Confederation of Iranian Students
- Abbreviation: CISNU
- Nickname: Confederation
- Predecessor: Iranian Students Association in the United States, Confederation of Iranian Students (Europe)
- Formation: Early 1960s
- Type: Non-Governmental Organization
- Website: https://cisnu.com/
- Formerly called: Federation of Iranian Students' Islamic Societies in Europe and America

= Confederation of Iranian Students =

Iranian student union

Confederation of Iranian Students National Union (کنفدراسیون جهانی محصلین و دانشجویان ایرانی – اتحادیهٔ ملی; Konfederāsiyon-e Jahāni-ye Mohasselin va Dāneshjuyān-e Irāni – Ettehādiye-ye Melli, simply known as the Confederation, or the Federation of Iranian Students) was an international non-governmental organization purposed as the students' union of Iranians studying abroad active during the 1960s and 1970s. It was more active in Germany, France, England and the United States, among other countries. The Confederation was a politically autonomous organization, made up by sympathizers of different Iranian opposition groups to Shah.

== History ==
In 1952, the Iranian Students Association in the United States (ISAUS) had been founded, an effort by the Iranian embassy and American Friends of the Middle East, which has since been linked to the Central Intelligence Agency (CIA). In April 1960 student representatives from Germany, France, and England met in Heidelberg and established the Confederation of Iranian Students (CIS) in Europe. These two groups ISAUS and CIS merged to form the Confederation of Iranian Students National Union.

By the 1960s, there had been an international emergence of political opposition to the Shah Mohammad Reza Pahlavi's leadership in Iran. Many additional student groups supporting the Iranian opposition organized together to join the Confederation, including the Iran Liberation Movement, Socialist League of the Iranian National Movement, Revolutionary Organization of the Tudeh Party, Storm Marxist-Leninist Organization, as well as others.

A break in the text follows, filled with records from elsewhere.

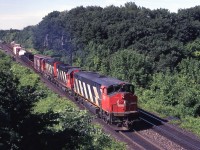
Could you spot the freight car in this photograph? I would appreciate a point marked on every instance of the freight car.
(111, 99)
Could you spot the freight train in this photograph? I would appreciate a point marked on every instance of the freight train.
(111, 99)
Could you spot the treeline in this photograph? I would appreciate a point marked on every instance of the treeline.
(33, 117)
(156, 50)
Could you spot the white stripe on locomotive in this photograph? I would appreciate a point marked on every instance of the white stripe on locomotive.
(90, 93)
(80, 85)
(96, 95)
(85, 90)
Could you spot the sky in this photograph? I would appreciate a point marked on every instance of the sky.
(17, 14)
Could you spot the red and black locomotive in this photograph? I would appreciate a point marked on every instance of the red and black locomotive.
(111, 99)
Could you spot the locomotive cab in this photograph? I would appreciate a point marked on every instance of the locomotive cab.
(120, 103)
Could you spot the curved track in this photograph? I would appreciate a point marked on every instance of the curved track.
(134, 139)
(170, 132)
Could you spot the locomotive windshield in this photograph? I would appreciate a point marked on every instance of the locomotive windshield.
(120, 88)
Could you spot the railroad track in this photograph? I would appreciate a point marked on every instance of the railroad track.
(135, 139)
(183, 139)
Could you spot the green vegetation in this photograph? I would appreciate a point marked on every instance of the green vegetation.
(32, 117)
(156, 50)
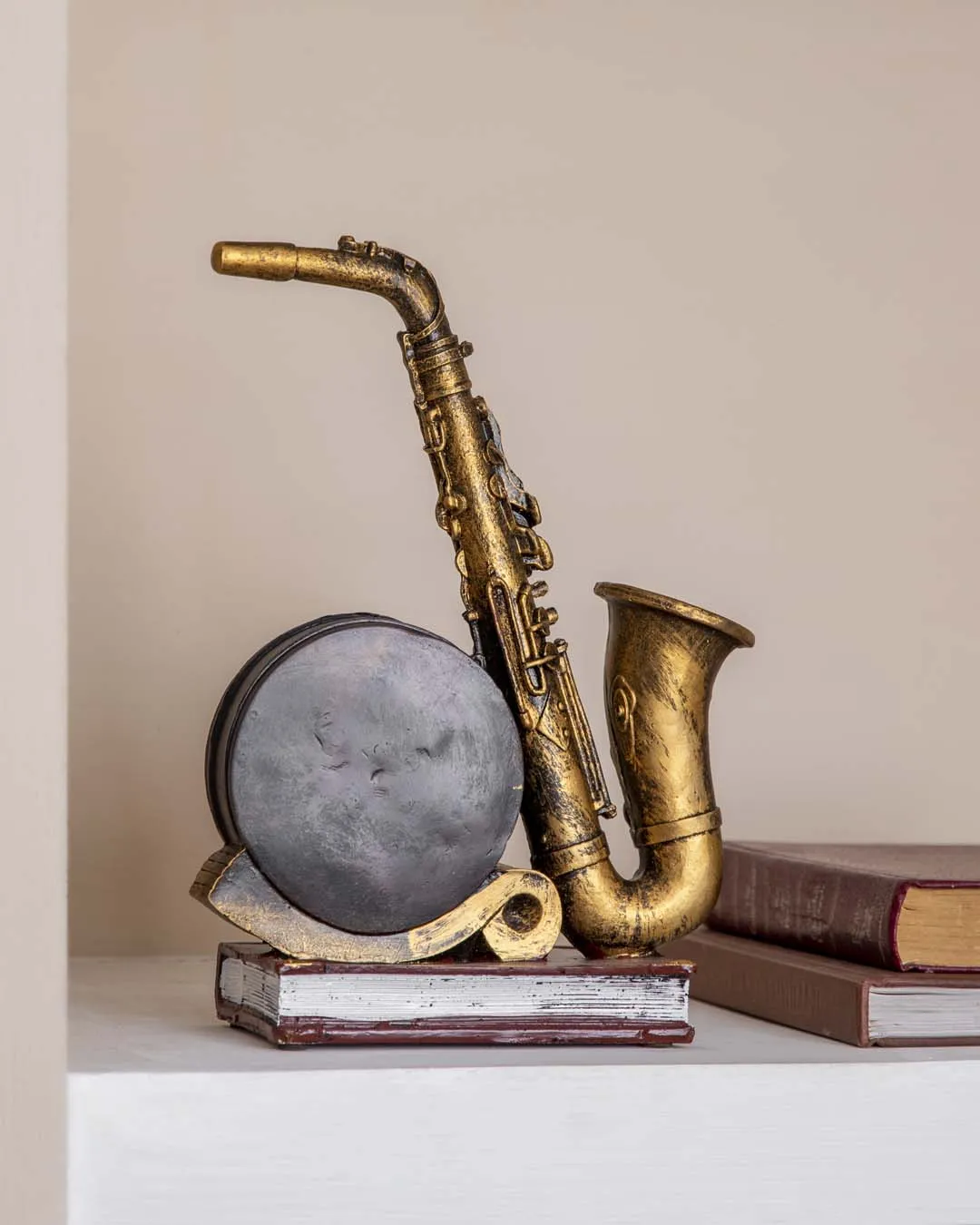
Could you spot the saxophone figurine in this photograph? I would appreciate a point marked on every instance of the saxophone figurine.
(661, 662)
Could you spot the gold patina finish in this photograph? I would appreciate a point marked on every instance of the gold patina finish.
(517, 914)
(661, 663)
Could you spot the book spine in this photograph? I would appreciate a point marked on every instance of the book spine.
(774, 989)
(814, 906)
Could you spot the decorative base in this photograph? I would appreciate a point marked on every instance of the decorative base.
(561, 1000)
(514, 916)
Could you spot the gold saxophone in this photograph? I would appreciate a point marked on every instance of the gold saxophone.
(662, 655)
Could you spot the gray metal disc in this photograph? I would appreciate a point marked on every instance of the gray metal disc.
(375, 776)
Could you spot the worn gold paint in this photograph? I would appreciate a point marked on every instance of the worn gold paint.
(662, 655)
(231, 886)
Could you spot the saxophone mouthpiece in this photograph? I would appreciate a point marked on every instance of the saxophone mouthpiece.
(265, 261)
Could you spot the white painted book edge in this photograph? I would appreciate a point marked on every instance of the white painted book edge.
(391, 996)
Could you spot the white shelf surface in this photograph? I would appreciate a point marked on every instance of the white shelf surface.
(174, 1117)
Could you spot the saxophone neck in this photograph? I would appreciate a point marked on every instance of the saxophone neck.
(375, 270)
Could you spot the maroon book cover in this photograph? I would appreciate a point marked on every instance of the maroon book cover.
(563, 1000)
(832, 998)
(839, 900)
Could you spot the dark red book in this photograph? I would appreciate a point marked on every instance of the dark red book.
(560, 1000)
(902, 908)
(853, 1004)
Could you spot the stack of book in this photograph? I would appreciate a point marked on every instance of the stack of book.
(876, 946)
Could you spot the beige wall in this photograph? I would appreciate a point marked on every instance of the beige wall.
(720, 263)
(34, 725)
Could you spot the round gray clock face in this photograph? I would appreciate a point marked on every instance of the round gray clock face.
(375, 776)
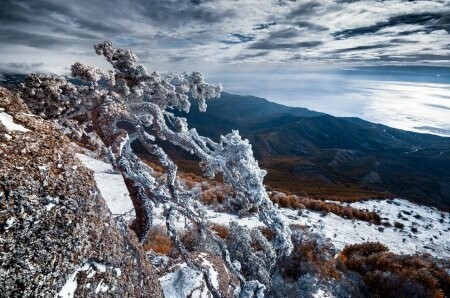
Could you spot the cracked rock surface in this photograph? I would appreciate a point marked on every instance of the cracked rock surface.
(57, 236)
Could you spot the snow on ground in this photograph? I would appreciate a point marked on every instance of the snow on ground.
(425, 229)
(7, 120)
(111, 185)
(432, 236)
(69, 288)
(184, 281)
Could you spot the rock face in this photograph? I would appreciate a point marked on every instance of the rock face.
(57, 236)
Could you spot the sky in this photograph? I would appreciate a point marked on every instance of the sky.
(294, 52)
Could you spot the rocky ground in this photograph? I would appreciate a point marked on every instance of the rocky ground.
(57, 236)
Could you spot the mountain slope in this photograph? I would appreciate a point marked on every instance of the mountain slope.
(330, 157)
(58, 237)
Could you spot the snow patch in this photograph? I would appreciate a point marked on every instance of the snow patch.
(184, 282)
(112, 186)
(7, 120)
(432, 236)
(69, 288)
(9, 222)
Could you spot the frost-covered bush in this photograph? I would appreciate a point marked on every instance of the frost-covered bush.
(144, 101)
(253, 251)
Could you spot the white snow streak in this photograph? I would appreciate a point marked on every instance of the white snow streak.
(7, 120)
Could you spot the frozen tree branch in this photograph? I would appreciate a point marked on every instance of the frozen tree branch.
(131, 94)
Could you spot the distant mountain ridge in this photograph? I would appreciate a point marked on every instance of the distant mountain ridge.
(322, 156)
(331, 157)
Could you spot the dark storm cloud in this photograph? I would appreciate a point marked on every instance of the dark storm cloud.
(363, 48)
(239, 38)
(270, 45)
(310, 26)
(264, 26)
(226, 31)
(430, 22)
(35, 40)
(304, 9)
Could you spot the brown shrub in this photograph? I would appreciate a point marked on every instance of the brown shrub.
(220, 230)
(310, 255)
(390, 275)
(158, 241)
(296, 202)
(267, 232)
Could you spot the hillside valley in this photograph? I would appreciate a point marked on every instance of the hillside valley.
(328, 157)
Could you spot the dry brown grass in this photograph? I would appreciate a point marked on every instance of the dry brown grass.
(220, 230)
(308, 256)
(158, 241)
(390, 275)
(296, 202)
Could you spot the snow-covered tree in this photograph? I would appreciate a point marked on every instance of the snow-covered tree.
(91, 110)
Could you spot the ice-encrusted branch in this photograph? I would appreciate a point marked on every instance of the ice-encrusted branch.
(131, 94)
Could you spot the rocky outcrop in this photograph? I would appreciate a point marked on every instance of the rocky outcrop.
(57, 236)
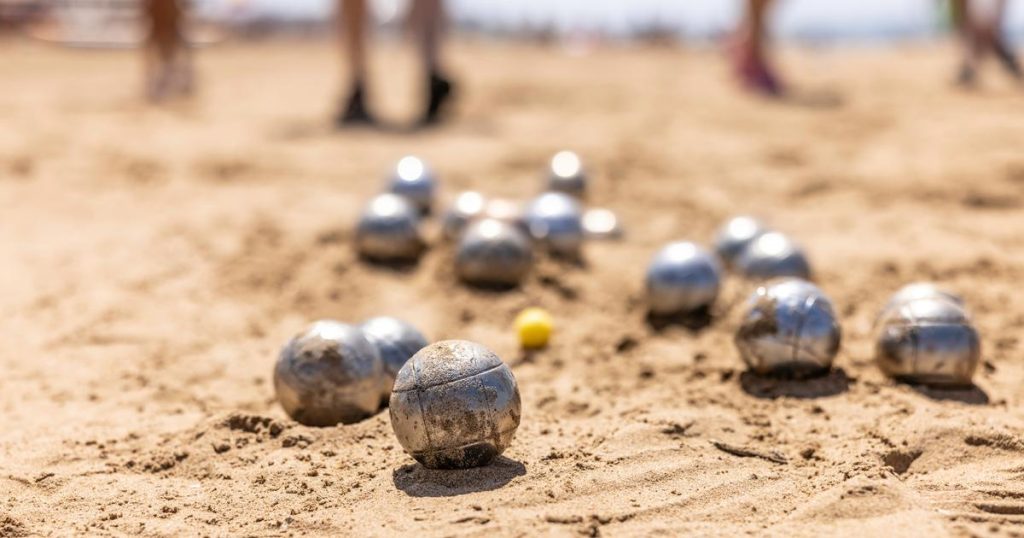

In 1965, some CISNU leaders were arrested for attempting to murder Shah Mohammad Reza Pahlavi; as a result the event the group pushed towards more "radicalization". By 1971, the Iranian government stated CISNU to be an illegal group.

In 1973, 18,035 Iranian passport holders were officially recorded as living abroad on foreign student visas, 93% of whom were male. Of these students, 42% were living in the United States, 24% in Germany, 10% in the United Kingdom, 6% in Austria, and 5% in France.

=== Events ===
In May and June 1967, the Shah Mohammad Reza Pahlavi visited West Germany. On June 2, 1967 in West Berlin, Iranian and German students (including the Socialist German Student Union) protested the Shahs visit, and it resulted in one student dying. The CISNU were part of the forefront of European-wide protests in 1967 and 1968.

In the United States on October 14, 1971, a bomb exploded around 11:30 PM in the located at 3400 Washington Street while the 2500th anniversary of the creation of the Persian Empire was being celebrated in Iran. The explosion did not cause any injuries. Prior to that, the consulate had been the site of protests against the Shah's regime and policies. So, some linked this event to the Confederation. However, the leaders of the Confederation of Iranian Students in the Bay Area denied responsibility.

During the late 1970s, Iranian student activists, seeking an Iran free of U.S. intervention, sought to inform Americans about the involvement of the CIA in a 1953 coup that had brought Mohammad Reza Pahlavi to Iran's throne. They urged US President Jimmy Carter to incorporate human rights into U.S. foreign policy.